Jaune Quick-To-See Smith

Jaune Quick-to-See Smith (1940–2025) was a visionary Native American artist, curator and activist whose six-decade career reshaped the narrative of contemporary American art. A citizen of the Confederated Salish and Kootenai Tribes, she was born on the Flathead Reservation in Montana and died in Corrales, New Mexico, at age 85.

Smith’s hybrid visual language merged Abstract Expressionism with Indigenous symbolism, political satire and collage. Her works often incorporated newspaper clippings, maps, commercial logos and handwritten text, layered into energetic, mixed-media compositions that challenged dominant histories. Drawing from both Western art history and Native traditions, she explored themes of land, sovereignty, cultural survival and environmental justice. Her I See Red series (1992–) remains among her most acclaimed, critiquing colonial violence and cultural appropriation through biting irony and visual disruption.

In 2023, Smith became the first Native American artist to receive a retrospective at the Whitney Museum of American Art with Memory Map, a major exhibition that travelled to the Seattle Art Museum. She continued working until her final months, completing the Tierra Madre series in honour of Indigenous and feminist figures, later shown at Garth Greenan Gallery and Stephen Friedman Gallery.

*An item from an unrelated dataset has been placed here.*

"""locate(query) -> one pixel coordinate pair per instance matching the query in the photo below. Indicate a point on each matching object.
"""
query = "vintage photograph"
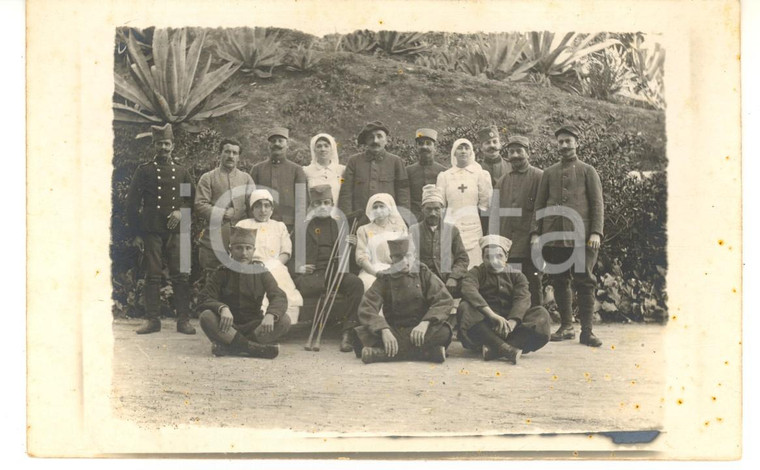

Posthumously, her curatorial project Indigenous Identities: Here, Now & Always opened at Rutgers’ Zimmerli Art Museum, featuring 97 artists from 74 tribal nations. Her legacy endures not only through her own practice but in her decades of advocacy, mentorship and institutional activism. A scholarship in her name was established at the Institute of American Indian Arts, honouring her lifelong commitment to the next generation of Native artists.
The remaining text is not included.